Marine Le Pen veut porter plainte contre "Libération" après la publication d'une enquête sur le financement du FN

Publié à 12h29, le 19 février 2015 , Modifié à 18h01, le 19 février 2015

Marine Le Pen veut porter plainte contre "Libération" après la publication d'une enquête sur le financement du FN
Marine Le Pen © AFP

Le numéro du 18 février de Libération n'a pas, mais alors pas du tout, plu à Marine Le Pen. Avant d'expliquer pourquoi, voici la une du quotidien : 



À l'intérieur, trois pages d'enquête sur le financement du Front national et notamment sur le micro-parti de Marine Le Pen, Jeanne, qui vend aux candidats frontistes aux départementales un kit de campagne fabriqués par Riwal, une société gérée par un proche de Marine Le Pen. Riwal est soupçonné de surfacturer ces kits de campagne. Les grandes marges ainsi obtenues pourraient être reversées au FN par le biais de rétrocommissions. 

Faux, rétorque Marine Le Pen ce jeudi 19 février sur LCI Radio Classique. Elle annonce :

Évidemment nous allons porter plainte contre "Libération". Nous l'avons fait contre le "Nouvel Observateur". […] Pas de bol justement, le Front national n'a jamais touché la moindre rétro-commission et il existe depuis 40 ans, par conséquent je n'ai aucune inquiétude.

Et la présidente du Front national de critiquer "la presse" qui, selon elle, "encore une fois, par insinuation, par suspicion, créé une espèce d'ambiance de doutes".

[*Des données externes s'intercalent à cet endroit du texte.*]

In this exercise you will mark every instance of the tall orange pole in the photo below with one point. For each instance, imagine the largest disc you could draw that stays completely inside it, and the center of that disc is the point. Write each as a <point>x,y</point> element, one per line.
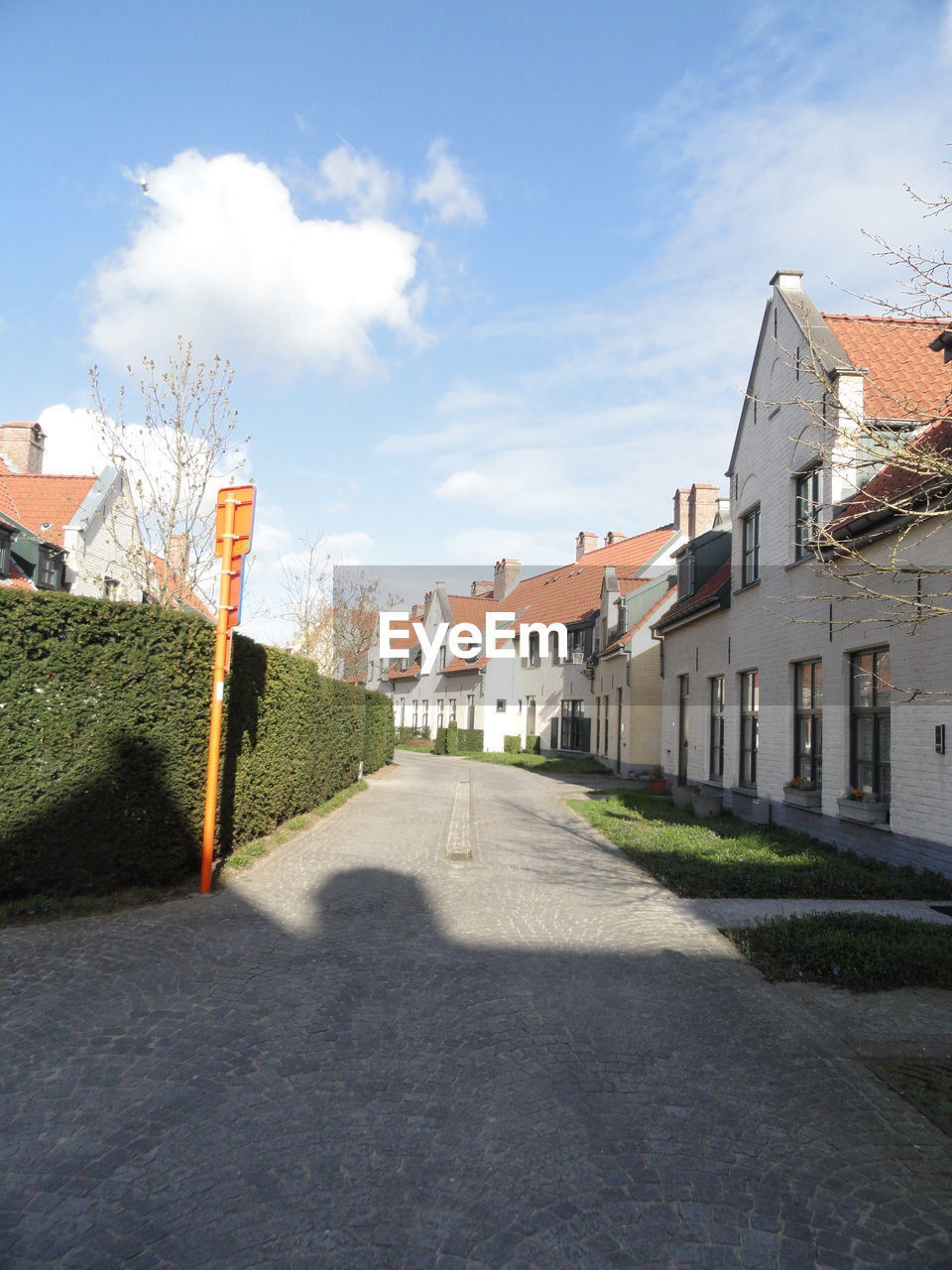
<point>221,665</point>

Voilà le nouvel exemple des échanges d'amabilités entre le FN et les médias. Le 6 février, on apprenait ainsi que deux journalistes de Mediapart, enquêtant eux-aussi sur Jeanne, avaient été menacés par des responsables du micro-parti de Marine Le Pen.

La veille, Marine Le Pen herself avait critiqué un reportage diffusé sur France 2. "Le service public en mode Pol Pot, quelle dérive !" avait-elle écrit sur Twitter, se référant donc au chef des Khmers rougesdictateur à l'origine du génocide cambodgien qui a coûté la vie à environ 1,7 million de personne entre 1975 et 1979.

Et vous n'avez sûrement pas oublié cet échange bien cordial, fin janvier entre Marion Maréchal le Pen et le journaliste Gilles Leclerc lors de la remise des prix du Trombinoscope. "Mais on va vous avoir... Mais quand ça va arriver, ça va vraiment vous faire mal ! Vraiment, merci. Parce qu'on a des petits coups de mou et quand on a ça, on est motivés ! Vraiment. Vraiment", avait lancé la députée FN du Vaucluse.